Have you tried growing the herb chervil?
Chervil tastes similar to tarragon - it's sometimes called gourmet parsley. It has a wonderful fern-like leaf which turns red in the fall which is another plus. August is a wonderful time to sow chervil - so keep that in mind.
The 1884 Dictionary of English Names of Plants lists chervil as “the shepherd’s clock’’ because the blossoms open at five in the morning and then close up around eight in the evening.
The word chervil is derived from a Greek word meaning “the herb of rejoicing’’ or “the cheer leaf."
#OTD It's the birthday of the English naturalist, Gilbert White, who was born on this day in 1720.
White kept a journal for almost three decades where he recorded observations of his garden. It was eventually published as a Calendar of Flora and the Garden, followed by the Naturalist’s Journal.
People immediately recognized White had a gift for observation and for describing with vivid clarity the goings-on in the natural world.
Here's a little of what he wrote in his journal on this day in 1781; his 61st birthday:
"Farmers complain that their wheat is blited.

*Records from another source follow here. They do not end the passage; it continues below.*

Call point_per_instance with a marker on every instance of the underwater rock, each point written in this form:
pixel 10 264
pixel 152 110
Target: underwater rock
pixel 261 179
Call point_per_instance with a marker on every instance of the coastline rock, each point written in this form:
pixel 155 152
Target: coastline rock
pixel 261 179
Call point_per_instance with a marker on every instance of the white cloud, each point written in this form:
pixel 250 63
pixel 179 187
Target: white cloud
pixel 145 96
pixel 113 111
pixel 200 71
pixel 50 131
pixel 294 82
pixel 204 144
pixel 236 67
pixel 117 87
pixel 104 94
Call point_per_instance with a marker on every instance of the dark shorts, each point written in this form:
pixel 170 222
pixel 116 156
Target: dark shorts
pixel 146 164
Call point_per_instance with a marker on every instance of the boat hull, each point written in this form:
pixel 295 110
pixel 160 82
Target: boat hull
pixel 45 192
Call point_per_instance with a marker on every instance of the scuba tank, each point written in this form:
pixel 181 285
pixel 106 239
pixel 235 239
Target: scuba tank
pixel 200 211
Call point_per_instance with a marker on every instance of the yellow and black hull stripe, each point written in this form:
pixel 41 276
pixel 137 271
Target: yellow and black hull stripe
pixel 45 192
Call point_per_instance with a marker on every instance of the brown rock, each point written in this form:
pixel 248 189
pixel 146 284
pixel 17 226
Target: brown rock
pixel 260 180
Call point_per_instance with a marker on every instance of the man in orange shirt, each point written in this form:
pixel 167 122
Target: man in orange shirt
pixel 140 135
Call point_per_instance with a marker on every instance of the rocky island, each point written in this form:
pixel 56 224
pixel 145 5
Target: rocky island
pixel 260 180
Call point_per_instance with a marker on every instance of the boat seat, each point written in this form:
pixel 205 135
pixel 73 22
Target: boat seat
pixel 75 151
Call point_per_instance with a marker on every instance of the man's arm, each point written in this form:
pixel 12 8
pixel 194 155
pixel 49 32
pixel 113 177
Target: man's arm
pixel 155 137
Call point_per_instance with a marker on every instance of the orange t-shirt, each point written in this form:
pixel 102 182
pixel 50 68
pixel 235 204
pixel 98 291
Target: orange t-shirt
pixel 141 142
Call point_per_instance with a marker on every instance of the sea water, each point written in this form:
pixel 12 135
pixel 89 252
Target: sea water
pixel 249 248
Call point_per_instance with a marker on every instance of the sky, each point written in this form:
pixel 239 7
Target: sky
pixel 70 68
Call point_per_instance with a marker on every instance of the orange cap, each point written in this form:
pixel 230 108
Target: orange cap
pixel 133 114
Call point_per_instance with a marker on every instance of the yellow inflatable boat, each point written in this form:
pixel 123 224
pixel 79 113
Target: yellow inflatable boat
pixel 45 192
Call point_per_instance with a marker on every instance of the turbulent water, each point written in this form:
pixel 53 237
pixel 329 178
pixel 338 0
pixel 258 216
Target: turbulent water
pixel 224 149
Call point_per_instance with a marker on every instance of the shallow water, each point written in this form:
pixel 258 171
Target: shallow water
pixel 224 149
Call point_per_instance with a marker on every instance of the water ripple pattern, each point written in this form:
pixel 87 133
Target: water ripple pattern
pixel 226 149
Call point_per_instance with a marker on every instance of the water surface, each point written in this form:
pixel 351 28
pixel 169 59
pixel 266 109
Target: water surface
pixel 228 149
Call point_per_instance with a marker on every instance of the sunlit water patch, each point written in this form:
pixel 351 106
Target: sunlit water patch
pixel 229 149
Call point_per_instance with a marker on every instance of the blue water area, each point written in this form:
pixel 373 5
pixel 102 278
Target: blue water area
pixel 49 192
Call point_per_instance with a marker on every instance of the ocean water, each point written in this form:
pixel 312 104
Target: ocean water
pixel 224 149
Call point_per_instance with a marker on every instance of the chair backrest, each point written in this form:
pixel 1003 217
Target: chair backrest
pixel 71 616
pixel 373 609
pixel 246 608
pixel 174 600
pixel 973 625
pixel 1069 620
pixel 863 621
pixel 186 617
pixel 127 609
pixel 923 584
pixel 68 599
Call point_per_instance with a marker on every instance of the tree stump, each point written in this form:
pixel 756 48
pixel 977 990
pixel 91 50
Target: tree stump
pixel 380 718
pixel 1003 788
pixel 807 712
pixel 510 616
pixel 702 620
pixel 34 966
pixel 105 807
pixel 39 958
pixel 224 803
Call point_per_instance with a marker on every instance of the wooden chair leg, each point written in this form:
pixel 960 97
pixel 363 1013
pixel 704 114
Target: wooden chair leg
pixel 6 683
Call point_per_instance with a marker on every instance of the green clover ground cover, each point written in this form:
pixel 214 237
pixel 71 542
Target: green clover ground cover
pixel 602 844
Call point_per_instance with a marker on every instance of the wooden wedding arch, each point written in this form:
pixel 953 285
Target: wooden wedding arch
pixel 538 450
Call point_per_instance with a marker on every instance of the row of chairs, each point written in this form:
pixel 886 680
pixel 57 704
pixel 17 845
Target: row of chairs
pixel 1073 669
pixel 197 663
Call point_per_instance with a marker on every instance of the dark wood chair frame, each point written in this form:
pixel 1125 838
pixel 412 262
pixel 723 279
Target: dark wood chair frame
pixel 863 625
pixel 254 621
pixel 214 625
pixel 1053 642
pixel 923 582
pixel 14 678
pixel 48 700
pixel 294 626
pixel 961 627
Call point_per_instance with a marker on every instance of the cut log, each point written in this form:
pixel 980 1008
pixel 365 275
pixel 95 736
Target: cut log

In the garden at Dowland’s,... stands a large Liriodendrum tulipifera, or tulip-tree, which was in flower. The soil is poor sand; but produces beautiful pendulous Larches.
Mr R’s garden, ... abounds in fruit, & in all manner of good & forward kitchen-crops. Many China-asters this spring seeded themselves there... some cucumber-plants also grew-up of themselves from the seeds of a rejected cucumber thrown aside last autumn. Mr R’s garden is at an average a fortnight before mine."
#OTD Today is the anniversary of the death of the author and gardener Jane Austen.
Austen loved gardens. She had a heart for ornamentals, herbs, and kitchen gardening. And, her family always had a garden - growing their own food and beautifying their homes with flowers.
In every one of her books, Austen included gardens.
We know from Austen's letters to her sister, Cassandra, that gardens brought her joy and they were also regulating.
In 1807, she wrote about the redesign of her garden:
"I could not do without a syringa... We talk also of a laburnum. The border under the terrace wall is clearing away to receive currants and gooseberry bushes, and a spot is found very proper for raspberries."
In 1814, she wrote about the garden outside her rented room,
"The garden is quite a love... I live in the room downstairs, it is particularly pleasant...opening upon the garden. I go and refresh myself every now and then, and then come back to Solitary Coolness."
#OTD It was on this day in 1863 that the father of American landscape architecture, Frederick Law Olmsted, walked the battlefield of Gettysburg, just 15 days after the battle.
Today's Garden Chore
Do a summer check of all your irrigation systems and repair anything broken.
I sooo wish I would have done this last summer. By the time I discovered a leak, we had a big water problem to address.
In the garden, too much water can be just as harmful as too little. Throw in temperature extremes, and you have a perfect storm - inviting fungal and other diseases, pests and other problems.